Le "brexit means brexit"...réaliste de Michel Barnier aux Anglais, en retour

Le Royaume-Uni a mis un temps fou, 18 mois, pour valider le premier volet des négociations avec l'UE.

Et finalement a tout accepté en deux jours face à l'ultimatum européen de décembre.

La PM May avait passé l'année à  prononcer une phrase sibylline quand on lui demandait ce qu'elle concoctait "brexit means brexit". Parole qui n'éclairait pas beaucoup de ses intentions...

Les observateurs étrangers  furent alors stupéfaits des débats internes du pays (parlement, presse, les europhobes type Johnson etc..) assez violents* et en total déni avec le réel de la situation.

Diatribes en complet déni de ce qu'un vote mal présenté à l'origine (les mensonges des brexiteurs)  allait entrainer pour le pays.

Le Royaume -Uni organisa, seul dans son coin pendant de longs mois, le contour de son DESIR de quitter l'UE.

Vouloir le  beurre et l'argent du beurre. Le retrait de l'UE pour ses inconvénients mais y rester pour ce qui intéresse (dont le passeport européen de la City)

...Ils ont même voté pour l'heure exacte de sortie !

Enfin en décembre cette première étape a été franchie après tout cette longue phase de dénégation. Theresa May a finalement accepté de monter  les trois premières marches de la porte de sortie. Elles se nomment Irlande+facture+ traitement des européens localement.

Désormais Michel Barnier que la presse anglais populiste  connue pour sa modération légendaire avait nommé un jour l'idiot des alpes (il est savoyard....) lance la phase deux.

Il porte la voix des 27 autres, contre le Royaume -Uni qui  demande  le divorce.

C'est juridiquement un processus de "dés-adhésion".

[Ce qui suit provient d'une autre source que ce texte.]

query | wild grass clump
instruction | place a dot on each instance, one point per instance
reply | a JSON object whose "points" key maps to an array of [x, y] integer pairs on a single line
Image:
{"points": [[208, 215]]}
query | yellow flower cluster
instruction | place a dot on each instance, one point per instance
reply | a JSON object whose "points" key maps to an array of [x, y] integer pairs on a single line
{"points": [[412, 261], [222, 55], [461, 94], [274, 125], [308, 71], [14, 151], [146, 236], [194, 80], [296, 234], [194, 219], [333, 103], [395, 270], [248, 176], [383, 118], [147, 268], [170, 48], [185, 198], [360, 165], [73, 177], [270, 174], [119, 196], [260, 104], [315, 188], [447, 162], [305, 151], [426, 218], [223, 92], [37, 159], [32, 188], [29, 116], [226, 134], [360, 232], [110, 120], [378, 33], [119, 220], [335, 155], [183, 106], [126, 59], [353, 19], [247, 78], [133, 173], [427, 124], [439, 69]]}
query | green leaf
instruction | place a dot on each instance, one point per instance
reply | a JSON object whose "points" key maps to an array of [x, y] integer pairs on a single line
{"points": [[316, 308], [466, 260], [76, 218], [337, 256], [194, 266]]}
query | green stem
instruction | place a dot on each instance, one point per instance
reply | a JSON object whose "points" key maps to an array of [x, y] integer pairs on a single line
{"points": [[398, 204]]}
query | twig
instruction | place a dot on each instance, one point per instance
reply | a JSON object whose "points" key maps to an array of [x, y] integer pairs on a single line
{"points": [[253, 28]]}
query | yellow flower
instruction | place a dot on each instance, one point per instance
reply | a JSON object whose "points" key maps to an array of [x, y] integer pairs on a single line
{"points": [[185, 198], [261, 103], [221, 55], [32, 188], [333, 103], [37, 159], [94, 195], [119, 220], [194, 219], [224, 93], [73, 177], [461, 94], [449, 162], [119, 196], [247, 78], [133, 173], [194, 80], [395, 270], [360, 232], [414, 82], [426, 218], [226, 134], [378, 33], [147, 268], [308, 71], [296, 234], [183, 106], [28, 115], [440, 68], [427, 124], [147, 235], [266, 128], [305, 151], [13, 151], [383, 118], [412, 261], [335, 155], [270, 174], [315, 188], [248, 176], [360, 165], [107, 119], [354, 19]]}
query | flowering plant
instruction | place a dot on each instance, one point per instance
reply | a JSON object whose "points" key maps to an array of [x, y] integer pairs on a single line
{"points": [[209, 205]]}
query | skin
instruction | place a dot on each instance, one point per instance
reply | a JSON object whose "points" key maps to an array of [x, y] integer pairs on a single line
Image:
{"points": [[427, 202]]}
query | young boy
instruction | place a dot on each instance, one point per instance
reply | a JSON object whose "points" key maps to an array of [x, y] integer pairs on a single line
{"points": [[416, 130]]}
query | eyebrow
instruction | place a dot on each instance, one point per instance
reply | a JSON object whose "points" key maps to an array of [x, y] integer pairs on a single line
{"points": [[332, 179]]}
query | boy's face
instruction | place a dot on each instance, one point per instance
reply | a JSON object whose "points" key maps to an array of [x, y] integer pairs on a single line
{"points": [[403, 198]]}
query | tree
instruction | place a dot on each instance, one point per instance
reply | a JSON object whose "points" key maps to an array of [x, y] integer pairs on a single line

A ce stade le commissaire européen rappelle en fait ce que signifie exactement le brexit par eux engagés suite à  un vote populiste sans étude d'impact sérieuse, dans le plus grand amateurisme.

Barnier vient  rappeler:

-Remarque  basique de bon sens "être en dehors de l'UE signifiera  pour le Royaume-Uni moins d'avantages qu'être dedans".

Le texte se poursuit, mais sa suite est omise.